In the 1920s and 30s such furniture was very much out of fashion so in many households it was given a new lease of life by being painted, often in white, cream or green.In the 1960s and 70s, now out of fashion in its paint or, if it had survived, in its original varnish, a new generation of frugal homemakers began buying it up very cheaply and stripping off the old finishes to reveal the old pine beneath. This was done either by hand or by immersion in a stripping tank. The pieces were then waxed.

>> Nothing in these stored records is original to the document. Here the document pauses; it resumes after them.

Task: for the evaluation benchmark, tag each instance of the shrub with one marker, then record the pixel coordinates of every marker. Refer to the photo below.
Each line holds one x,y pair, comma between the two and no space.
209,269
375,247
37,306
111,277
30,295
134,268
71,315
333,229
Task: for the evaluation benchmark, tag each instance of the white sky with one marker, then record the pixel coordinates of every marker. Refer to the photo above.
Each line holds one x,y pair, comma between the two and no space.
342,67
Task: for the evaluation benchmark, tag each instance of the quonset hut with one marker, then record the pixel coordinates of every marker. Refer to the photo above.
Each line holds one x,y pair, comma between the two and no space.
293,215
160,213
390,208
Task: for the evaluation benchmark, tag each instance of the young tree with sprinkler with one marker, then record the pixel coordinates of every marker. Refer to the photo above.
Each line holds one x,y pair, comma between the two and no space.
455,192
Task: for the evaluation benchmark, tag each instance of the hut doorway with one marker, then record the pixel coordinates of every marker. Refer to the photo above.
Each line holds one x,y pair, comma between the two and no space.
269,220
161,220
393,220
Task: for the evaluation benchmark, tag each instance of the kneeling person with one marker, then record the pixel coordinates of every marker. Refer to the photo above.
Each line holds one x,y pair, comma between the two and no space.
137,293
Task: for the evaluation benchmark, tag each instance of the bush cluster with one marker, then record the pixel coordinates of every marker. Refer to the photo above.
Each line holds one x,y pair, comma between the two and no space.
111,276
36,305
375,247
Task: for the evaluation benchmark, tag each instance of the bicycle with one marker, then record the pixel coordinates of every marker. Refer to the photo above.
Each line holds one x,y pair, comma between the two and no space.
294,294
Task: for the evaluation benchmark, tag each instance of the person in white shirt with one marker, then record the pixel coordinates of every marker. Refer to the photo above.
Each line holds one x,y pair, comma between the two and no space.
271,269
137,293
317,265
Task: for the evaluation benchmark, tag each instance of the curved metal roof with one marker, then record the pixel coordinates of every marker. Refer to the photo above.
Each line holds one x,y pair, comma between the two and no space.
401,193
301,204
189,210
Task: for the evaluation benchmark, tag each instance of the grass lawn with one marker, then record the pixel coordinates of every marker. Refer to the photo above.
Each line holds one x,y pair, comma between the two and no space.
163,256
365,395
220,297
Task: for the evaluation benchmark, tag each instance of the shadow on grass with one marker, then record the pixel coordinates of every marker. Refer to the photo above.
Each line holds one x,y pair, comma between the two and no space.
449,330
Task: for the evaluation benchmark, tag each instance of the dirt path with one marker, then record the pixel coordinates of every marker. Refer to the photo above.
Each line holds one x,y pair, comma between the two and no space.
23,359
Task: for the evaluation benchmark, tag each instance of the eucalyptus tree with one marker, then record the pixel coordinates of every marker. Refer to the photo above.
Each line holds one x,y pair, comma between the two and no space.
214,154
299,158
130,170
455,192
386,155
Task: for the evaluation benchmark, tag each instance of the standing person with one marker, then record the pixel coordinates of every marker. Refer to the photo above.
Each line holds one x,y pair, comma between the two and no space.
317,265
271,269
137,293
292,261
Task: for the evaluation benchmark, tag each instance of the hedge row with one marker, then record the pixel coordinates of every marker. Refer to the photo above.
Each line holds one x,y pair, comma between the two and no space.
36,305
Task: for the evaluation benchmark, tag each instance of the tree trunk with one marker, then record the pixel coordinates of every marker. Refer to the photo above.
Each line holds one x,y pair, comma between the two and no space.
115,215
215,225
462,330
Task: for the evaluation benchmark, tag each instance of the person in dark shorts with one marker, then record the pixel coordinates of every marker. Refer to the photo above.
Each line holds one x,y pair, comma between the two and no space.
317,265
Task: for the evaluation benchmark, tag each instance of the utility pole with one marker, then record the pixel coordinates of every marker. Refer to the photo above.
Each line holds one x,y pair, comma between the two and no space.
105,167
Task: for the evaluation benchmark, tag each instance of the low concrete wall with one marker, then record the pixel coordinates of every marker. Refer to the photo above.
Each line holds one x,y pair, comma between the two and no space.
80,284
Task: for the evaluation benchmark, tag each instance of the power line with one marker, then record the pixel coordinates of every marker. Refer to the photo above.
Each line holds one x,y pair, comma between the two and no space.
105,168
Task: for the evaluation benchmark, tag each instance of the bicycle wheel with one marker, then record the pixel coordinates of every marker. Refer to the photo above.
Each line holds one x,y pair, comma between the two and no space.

Even old items which had damaged veneer were stripped using a blow torch and then hand finished. These pieces are easily distinguished as they show construction joints which the maker had not bothered to conceal as they were to be hidden by the veneer. The old pine took on a very pleasing golden honey colour and became, by the 80s and 90s, very desirable, with a consequent rise in the price both of finished pieces and those in the raw. With the advent of shabby chic, pieces from the 20s and 30s, with their coloured paint intact have become very desirable.

Whatever your preference, a piece of antique pine furniture has a charm, individuality and durability that cannot be found in its modern equivalent.